君たちがプレゼンをするのは、結果を共有するためではない。こんな時どう考えて、どうしたかを明らかにして次に役立てる術と学ぶべき事を共有するためだ。

それがわかっていないと「主訴」「現病歴」がおざなりになり、「身体所見」も画一的なものになってしまう。

我々オーディエンスは年齢主訴性別というキーワードだけ多くのことを、想定して準備している。

昨日の意識障害主訴の86才の方だが、JCS1-3で来院され、奥様がその場にいたのに、現病歴がトイレにいって帰ってきたあとに返事がないから救急車コールそのあと意識障害の鑑別を一通り行ったが、原因不明のまま入院となった。

しかも初回のABGがHCO3-が10.9 CO2 が19.8で1時間後の再検査が正常にもどっていたCKが高値とくれば痙攣していたかのようなLaboだが、実際意識状態が悪化したときの状態いかんではlabo error なのかもしれない。

つまり、意識障害からAIUEOTIPS坊主めくりを繰り広げたということか? (^_^;)

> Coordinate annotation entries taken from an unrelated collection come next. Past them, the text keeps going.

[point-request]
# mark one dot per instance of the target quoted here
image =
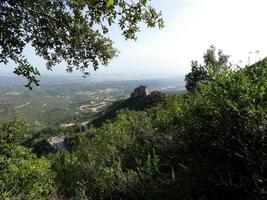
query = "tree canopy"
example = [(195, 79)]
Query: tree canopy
[(74, 31)]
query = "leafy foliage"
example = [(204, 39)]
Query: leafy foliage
[(211, 145), (22, 174), (199, 73)]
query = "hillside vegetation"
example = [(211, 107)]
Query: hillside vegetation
[(207, 144)]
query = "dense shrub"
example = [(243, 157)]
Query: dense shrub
[(22, 174)]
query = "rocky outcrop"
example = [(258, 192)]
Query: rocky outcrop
[(140, 91)]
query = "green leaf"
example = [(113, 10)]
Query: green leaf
[(110, 3)]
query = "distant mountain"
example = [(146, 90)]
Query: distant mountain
[(137, 103)]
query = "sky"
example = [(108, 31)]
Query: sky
[(238, 27)]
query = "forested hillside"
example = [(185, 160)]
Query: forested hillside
[(209, 143)]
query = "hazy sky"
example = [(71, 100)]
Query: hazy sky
[(235, 26)]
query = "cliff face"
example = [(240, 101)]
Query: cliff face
[(140, 91)]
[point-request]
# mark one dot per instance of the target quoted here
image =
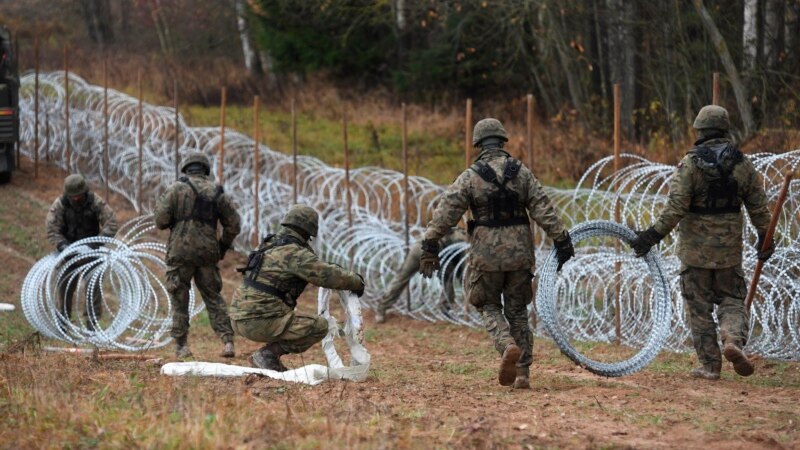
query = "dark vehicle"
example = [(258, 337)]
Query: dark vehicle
[(9, 105)]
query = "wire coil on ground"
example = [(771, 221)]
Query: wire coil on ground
[(658, 302)]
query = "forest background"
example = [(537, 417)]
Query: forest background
[(367, 57)]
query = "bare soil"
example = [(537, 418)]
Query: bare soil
[(430, 386)]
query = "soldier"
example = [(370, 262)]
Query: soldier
[(76, 215), (502, 195), (410, 267), (191, 208), (263, 307), (706, 195)]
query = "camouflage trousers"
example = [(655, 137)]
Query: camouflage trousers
[(66, 293), (295, 335), (407, 271), (506, 322), (209, 283), (726, 289)]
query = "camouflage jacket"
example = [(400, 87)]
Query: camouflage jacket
[(504, 248), (711, 241), (288, 267), (66, 223), (191, 242)]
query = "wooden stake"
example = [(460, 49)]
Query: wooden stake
[(294, 153), (36, 108), (140, 125), (176, 142), (618, 264), (66, 107), (256, 170), (405, 193), (715, 89), (773, 223), (105, 125)]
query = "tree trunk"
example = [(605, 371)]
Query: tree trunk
[(739, 90)]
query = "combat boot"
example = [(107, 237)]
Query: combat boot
[(508, 365), (182, 349), (522, 381), (707, 371), (228, 350), (741, 363), (266, 358)]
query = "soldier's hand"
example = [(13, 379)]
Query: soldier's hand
[(645, 240), (564, 250), (429, 259), (764, 254)]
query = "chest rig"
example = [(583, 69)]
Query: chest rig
[(503, 207), (717, 163), (205, 209), (286, 290), (80, 222)]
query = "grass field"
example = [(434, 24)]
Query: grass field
[(430, 386)]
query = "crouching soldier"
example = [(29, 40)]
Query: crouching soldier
[(263, 307)]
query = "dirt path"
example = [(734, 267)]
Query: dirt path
[(430, 386)]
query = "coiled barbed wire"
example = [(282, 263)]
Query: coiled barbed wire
[(374, 245), (134, 308)]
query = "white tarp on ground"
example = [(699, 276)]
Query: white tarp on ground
[(311, 374)]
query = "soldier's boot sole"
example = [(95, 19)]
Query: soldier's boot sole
[(522, 382), (741, 364), (508, 365)]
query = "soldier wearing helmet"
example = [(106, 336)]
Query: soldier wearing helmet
[(263, 307), (191, 208), (710, 186), (76, 215), (503, 196)]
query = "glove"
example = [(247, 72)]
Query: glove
[(429, 259), (222, 250), (645, 240), (564, 250), (764, 255), (360, 291)]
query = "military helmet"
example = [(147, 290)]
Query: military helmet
[(712, 116), (302, 217), (488, 128), (75, 185), (196, 157)]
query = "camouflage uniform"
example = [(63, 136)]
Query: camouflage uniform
[(193, 249), (288, 265), (710, 249), (411, 267), (69, 221), (501, 259)]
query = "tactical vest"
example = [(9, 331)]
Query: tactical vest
[(503, 208), (717, 163), (80, 222), (205, 209), (286, 290)]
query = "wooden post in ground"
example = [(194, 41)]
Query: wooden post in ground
[(139, 126), (294, 152), (105, 125), (405, 194), (221, 168), (36, 108), (67, 153), (176, 142), (715, 89), (256, 170), (618, 264)]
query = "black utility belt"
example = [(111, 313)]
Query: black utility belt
[(472, 224), (267, 289)]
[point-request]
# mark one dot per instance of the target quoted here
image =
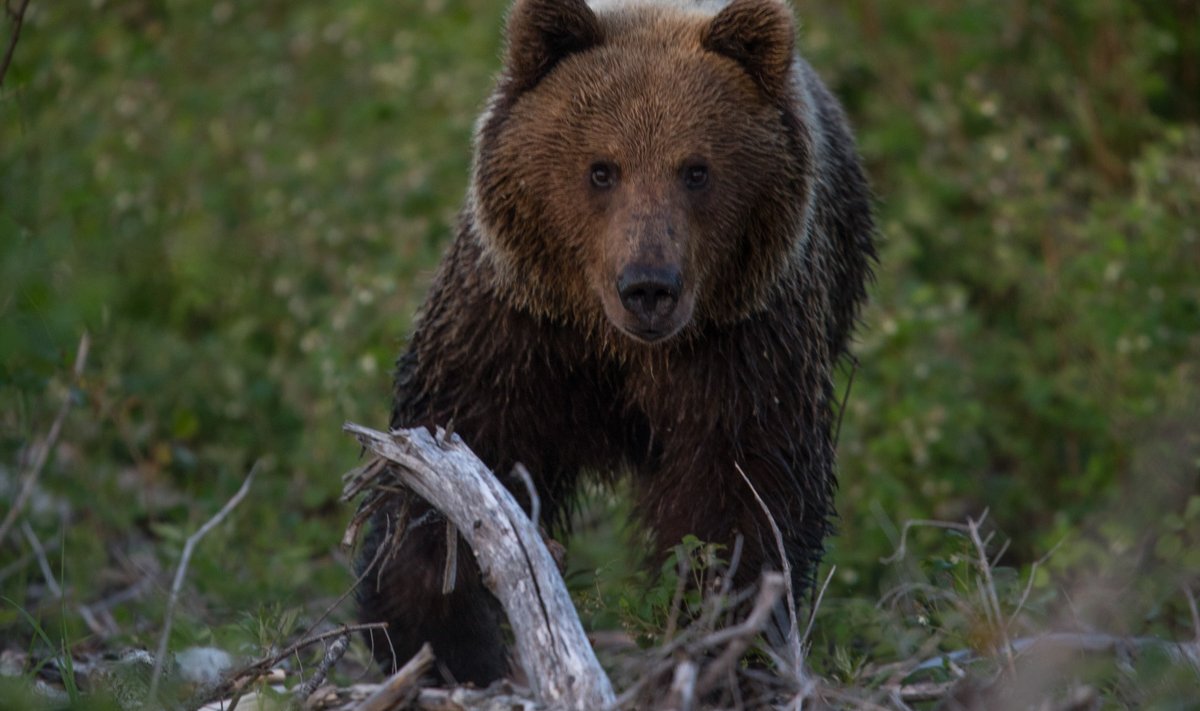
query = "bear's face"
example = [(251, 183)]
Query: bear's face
[(642, 168)]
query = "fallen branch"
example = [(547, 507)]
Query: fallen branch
[(1177, 651), (18, 19), (515, 562), (52, 437), (181, 572), (333, 655), (237, 681), (402, 686)]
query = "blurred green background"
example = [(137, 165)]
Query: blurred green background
[(243, 204)]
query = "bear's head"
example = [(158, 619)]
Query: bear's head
[(643, 167)]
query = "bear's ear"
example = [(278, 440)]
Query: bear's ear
[(760, 36), (541, 33)]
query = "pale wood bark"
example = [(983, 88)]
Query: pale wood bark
[(552, 647)]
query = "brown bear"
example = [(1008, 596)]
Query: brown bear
[(661, 256)]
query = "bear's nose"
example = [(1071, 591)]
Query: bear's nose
[(649, 293)]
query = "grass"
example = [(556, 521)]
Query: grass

結局神経内科医が詳しく奥様から話しを聞いたところ、食事を摂ったあと、薬も飲んだが20分ほど目を離したあと、右手が動かなくなっていた。その後返事をしなくなったということで来院。入院後に MRIを撮影したところ左の中大脳動脈領域の脳梗塞であった。

今回は「意識障害」「代謝性アシドーシス」「来院時麻痺なし」「意識も少しずつ軽快」にかなり引っ張られたと思われる)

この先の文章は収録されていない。